$X$ has distribution $B (30, 0.6)$. Find $P(X \geq 16)$.
I know how to find $2$ or $3$ numbers where you use combinations and simply add probabilities for each variable. But this value includes $14$ variables and I don't think it wants me to do them all separately.
$Y$ has distribution $B(4, 0.7)$. Three values are chosen at random. Find the probability that their total is $10$.
I don't know the method for this type of question.
On
You have everything to solve the problem. What you need is
$$ P( X \geq 16) = \sum_{k=16}^{n} \binom{n}{k} p^k (1-p)^k $$ which is trivial given you have both $p$ and $n$.
EDIT for the second problem, think about this: in how many ways can you get $10$ from $0,1,2,3,4$ with three samples with replacement? It's either one $2$ and two $4$ or two $3$ and one $4$. Obviously, the order doesn't matter. Can you find the probability now?
For first question, are you expected to approximate the probability using normal distribution? The distribution of $X$ is approximately normal, with the same mean and variance as the $B$, i.e. $$X'\sim N[30\times.6, 30\times.6\times(1-.6)].$$ Then find (or look up) the probability $P(X'\ge15.5)$.

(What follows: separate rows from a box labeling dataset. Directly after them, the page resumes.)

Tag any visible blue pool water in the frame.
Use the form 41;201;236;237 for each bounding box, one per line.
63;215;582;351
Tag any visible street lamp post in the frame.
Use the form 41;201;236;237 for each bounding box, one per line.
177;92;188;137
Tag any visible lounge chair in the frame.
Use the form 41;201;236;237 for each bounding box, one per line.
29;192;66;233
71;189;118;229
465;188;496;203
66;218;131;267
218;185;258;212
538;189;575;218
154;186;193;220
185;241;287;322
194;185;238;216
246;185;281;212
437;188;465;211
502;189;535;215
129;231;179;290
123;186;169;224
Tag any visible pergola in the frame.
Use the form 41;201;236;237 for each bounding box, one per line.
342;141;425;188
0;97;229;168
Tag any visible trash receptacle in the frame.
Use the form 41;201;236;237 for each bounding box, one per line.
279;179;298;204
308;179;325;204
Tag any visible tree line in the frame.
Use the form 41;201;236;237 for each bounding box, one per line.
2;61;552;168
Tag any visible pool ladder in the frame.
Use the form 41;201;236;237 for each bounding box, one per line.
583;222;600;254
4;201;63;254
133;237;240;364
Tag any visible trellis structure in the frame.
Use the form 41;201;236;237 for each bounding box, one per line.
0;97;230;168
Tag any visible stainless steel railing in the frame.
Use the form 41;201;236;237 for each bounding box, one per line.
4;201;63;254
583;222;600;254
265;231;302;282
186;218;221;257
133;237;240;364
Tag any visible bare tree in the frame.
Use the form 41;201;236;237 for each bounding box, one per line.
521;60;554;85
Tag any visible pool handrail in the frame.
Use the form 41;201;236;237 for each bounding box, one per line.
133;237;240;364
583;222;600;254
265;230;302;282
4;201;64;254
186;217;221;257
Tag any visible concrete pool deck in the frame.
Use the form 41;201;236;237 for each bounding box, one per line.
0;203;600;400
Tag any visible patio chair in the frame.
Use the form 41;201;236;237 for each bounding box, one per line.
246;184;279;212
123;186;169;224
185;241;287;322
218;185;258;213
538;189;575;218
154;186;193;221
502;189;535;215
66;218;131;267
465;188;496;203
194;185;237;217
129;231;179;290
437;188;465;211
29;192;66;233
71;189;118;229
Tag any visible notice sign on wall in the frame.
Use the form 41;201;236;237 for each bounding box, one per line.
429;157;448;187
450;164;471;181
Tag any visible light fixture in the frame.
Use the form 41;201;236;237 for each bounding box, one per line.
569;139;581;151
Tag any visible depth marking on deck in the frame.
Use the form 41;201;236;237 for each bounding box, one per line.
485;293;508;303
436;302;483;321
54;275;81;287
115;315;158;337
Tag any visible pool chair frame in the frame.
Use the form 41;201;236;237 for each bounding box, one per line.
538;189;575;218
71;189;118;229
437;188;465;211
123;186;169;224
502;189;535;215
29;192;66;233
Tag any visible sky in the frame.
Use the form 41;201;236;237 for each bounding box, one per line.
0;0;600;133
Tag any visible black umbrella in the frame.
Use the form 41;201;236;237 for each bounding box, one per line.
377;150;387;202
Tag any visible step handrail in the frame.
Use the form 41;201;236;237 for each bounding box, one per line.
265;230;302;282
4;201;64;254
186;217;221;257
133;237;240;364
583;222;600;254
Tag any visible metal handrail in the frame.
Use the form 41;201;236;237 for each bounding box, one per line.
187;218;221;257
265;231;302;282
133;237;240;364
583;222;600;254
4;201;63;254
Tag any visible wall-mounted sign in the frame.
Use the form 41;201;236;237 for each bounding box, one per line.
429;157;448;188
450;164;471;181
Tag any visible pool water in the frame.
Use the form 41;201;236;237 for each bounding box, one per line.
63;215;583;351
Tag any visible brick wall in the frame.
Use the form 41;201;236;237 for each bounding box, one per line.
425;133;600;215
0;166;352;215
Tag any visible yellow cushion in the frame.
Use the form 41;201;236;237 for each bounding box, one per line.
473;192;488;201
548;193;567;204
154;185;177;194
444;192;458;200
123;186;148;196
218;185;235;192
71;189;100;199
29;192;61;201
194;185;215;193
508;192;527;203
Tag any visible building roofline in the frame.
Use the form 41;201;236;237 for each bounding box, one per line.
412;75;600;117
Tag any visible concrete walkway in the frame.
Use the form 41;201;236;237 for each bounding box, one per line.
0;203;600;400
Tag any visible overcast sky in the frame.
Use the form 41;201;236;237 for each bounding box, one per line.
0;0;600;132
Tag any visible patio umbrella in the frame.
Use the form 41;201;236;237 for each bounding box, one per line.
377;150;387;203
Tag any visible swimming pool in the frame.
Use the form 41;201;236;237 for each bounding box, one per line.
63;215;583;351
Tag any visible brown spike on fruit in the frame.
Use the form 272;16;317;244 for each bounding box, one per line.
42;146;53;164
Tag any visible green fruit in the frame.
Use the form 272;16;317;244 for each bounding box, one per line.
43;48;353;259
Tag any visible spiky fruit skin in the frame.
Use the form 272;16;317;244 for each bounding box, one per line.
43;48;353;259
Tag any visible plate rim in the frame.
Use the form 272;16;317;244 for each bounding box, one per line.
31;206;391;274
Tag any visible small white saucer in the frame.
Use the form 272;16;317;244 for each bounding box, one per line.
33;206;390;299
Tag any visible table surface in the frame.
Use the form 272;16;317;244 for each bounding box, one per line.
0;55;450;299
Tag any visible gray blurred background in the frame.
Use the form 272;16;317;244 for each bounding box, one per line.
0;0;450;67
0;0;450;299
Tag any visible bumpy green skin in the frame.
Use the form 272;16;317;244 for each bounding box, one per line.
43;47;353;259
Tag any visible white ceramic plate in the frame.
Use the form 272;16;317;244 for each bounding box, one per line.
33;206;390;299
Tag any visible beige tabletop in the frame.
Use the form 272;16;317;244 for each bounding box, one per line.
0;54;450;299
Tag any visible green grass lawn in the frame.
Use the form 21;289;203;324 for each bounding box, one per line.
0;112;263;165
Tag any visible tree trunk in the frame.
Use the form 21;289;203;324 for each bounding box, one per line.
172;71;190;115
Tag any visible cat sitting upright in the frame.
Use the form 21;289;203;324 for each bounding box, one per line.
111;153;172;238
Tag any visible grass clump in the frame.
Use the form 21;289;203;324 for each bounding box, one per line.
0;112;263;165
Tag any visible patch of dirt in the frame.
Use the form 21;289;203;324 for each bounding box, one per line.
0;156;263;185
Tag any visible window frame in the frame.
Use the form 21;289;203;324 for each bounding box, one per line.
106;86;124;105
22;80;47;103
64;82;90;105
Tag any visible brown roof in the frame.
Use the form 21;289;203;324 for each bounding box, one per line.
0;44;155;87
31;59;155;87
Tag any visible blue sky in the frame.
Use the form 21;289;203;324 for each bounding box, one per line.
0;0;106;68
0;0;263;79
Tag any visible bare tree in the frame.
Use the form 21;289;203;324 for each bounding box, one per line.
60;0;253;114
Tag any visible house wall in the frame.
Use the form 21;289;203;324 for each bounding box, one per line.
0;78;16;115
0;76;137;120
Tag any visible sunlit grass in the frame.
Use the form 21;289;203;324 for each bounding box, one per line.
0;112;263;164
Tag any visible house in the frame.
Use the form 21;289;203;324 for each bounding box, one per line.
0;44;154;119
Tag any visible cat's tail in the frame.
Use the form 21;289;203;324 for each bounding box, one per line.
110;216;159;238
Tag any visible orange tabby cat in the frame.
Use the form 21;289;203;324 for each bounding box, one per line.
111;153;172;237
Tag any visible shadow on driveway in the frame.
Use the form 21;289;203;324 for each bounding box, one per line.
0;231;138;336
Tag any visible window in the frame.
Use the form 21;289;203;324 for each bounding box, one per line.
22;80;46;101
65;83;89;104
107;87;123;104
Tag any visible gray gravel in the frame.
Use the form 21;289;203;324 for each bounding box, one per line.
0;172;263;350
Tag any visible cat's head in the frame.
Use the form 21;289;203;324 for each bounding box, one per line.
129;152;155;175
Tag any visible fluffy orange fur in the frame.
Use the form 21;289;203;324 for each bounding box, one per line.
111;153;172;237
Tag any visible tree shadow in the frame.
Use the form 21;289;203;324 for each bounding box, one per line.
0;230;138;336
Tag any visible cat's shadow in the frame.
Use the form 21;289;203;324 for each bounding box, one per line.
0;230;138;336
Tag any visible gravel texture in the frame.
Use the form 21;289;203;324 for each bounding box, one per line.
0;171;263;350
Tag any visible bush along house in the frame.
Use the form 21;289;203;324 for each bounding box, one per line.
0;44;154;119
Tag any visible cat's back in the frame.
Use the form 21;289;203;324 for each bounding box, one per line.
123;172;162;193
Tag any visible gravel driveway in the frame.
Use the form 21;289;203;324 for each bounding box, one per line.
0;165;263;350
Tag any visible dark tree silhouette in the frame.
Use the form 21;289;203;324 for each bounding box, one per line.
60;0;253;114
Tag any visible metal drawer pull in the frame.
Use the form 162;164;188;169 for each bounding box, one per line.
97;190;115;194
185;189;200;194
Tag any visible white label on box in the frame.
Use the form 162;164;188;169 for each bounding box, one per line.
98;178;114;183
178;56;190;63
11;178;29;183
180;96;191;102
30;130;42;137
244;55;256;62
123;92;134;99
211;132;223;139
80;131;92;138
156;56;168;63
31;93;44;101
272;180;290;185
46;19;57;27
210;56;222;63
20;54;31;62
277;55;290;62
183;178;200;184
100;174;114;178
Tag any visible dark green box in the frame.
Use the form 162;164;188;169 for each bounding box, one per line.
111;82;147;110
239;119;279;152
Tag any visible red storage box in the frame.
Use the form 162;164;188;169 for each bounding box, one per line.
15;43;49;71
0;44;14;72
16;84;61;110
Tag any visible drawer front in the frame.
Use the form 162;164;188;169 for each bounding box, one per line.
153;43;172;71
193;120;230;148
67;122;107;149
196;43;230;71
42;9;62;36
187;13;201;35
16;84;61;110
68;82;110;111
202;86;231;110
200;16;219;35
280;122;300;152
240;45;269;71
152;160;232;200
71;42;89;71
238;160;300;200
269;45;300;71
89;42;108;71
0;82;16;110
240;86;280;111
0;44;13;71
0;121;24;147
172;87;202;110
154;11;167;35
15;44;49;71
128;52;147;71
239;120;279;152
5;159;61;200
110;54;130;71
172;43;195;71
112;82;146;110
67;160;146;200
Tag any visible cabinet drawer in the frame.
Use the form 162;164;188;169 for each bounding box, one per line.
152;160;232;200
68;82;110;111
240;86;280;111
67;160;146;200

More: When $n$ is large enough and $p$ is not close to $0$ nor $1$, binomial distribution can be approximated by a normal distribution. (For the criteria of "enough" see Wikipedia page)
If $X\sim B(n,p)$, then the mean of $X$ is $np$ and the variance of $X$ is $np(1-p)$. This pair of value can be supplied to form an approximate normal distribution:
$$X'\sim N\left(\mu=np, \sigma^2 = np(1-p)\right)$$
Then, with a slight continuity correction (binomial distribution is discrete but normal distribution is continuous), the required probability can be found as
$$P(X\ge16)\approx P(X'\ge15.5)=P\left(Z\ge\frac{15.5-np}{\sqrt{np(1-p)}}\right)$$
This is usually found by looking up $Z$-table or numerical integration.
If $Y_1+Y_2+Y_3=10$, then the possible values of the $Y_i$'s are $$(2,4,4),(3,3,4),(3,4,3),(4,2,4),(4,3,3),(4,4,2)$$ Find the probability of each case, and sum.